A lot of people are suffering from leukemia nowadays. Many cases of cancer have been identified as being leukemia. Leukemia is a type of cancer that affects the blood and bone marrow. Leukemia is defined by the production of immature blood cells (stem cells) which are unable to fully develop and fulfill the functions typical of blood cells.
In accordance with their functions and their structure according to their functions and structure, there are three distinct kinds of cells found in normal blood that are red blood cells, platelets and white blood cells. By the process known as hematopoiesis these three kinds of blood cells develop by a specific kind of blood cell known as a stem cells. The stem cells split and undergo numerous stages of development until they eventually develop into a mature blood cells that is of a specific type with a specific, distinct role within the body. The process in which a stem cells transform to become a mature blood cells is carried out within the bone marrow.
In accordance with the speed at which the disease develops and the length of time that the condition There are two kinds of leukemia: acute as well as chronic. Leukemia that is acute can be very fast-growing, while chronic leukemia develops gradually. Based on the kinds of blood cells that are affected by the disease, leukemia could be either myelogenous or lymphocytic.
Myelogenous and Lymphocytic forms of leukemia arise by different kinds of cells. The type that is lymphocytic develops from lymphoblasts, or lymphocytes found in the spongy tissue of bones, whereas the myelogenous form of leukemia (sometimes called myelocytic and myeloid leukemia) is derived from myeloid cells.
In the cases of acute forms of leukemia the abnormal cells are derived from immature, early cells. The forms of the disease have a rapid growth rate, because normal stem cells tend to multiply rapidly. Leukemia cells generally don’t divide more quickly and faster that normal stem cells. They do not stop their process of division as they ought to. Sometimes, the number of blood white cells are extremely high, and in other instances, they could be low or normal.

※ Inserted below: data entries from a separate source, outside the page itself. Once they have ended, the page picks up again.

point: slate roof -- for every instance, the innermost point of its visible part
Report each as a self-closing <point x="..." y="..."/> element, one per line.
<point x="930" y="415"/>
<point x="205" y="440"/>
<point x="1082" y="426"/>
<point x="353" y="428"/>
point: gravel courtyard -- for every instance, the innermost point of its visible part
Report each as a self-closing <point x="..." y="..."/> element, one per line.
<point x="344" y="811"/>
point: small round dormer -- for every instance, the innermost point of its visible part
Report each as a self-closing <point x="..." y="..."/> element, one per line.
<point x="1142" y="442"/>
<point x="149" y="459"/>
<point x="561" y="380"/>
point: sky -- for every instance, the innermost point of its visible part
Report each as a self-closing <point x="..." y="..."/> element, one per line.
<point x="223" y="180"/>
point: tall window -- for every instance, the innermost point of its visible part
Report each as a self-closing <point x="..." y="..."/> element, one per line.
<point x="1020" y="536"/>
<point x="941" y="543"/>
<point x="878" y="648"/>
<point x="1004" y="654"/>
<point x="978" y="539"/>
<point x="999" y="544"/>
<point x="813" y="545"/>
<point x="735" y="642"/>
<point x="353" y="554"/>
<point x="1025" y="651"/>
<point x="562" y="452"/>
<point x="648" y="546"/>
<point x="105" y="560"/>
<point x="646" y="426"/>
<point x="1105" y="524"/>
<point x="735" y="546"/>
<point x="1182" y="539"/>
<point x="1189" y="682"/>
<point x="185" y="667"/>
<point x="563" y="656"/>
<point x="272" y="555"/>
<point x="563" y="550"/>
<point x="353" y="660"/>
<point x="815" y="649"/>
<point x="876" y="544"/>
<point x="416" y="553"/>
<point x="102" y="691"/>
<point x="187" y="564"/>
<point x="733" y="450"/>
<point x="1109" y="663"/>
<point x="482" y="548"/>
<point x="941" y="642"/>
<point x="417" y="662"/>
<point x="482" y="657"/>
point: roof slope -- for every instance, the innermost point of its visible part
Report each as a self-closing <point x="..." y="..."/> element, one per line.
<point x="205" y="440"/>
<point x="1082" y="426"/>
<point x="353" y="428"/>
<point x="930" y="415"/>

Chronic leukemia, in addition to its slow growth and slow progression, differs from acute leukemia based on the maturation level the cells affected by the disease can achieve. Stem cells that are affected by chronic leukemia have the stage of maturation at a higher rate but they display abnormalities, and don’t function in the same way that normal white blood cells perform. In contrast to acute leukemia, the chronic version of the disease, sick cells live for longer life spans and are more likely to be accumulated throughout the body.
Leukemia can affect people of all ages. Although children generally have better results from treatment for leukemia, and occasionally manage to beat the illness, adults are unable to deal with this type of cancer.
No matter what age or sex regardless of gender or age, many have been diagnosed with various forms of leukemia, regardless of age and gender. Children respond better to specific kinds of leukemias, while adults have difficulty coping with the illness. The incidence of acute leukemia outnumber chronic leukemia by around 10. Adults over the age of 60 are most affected with acute leukemia. Two thirds of cases of acute leukemia seem to be diagnosed after the age of 60.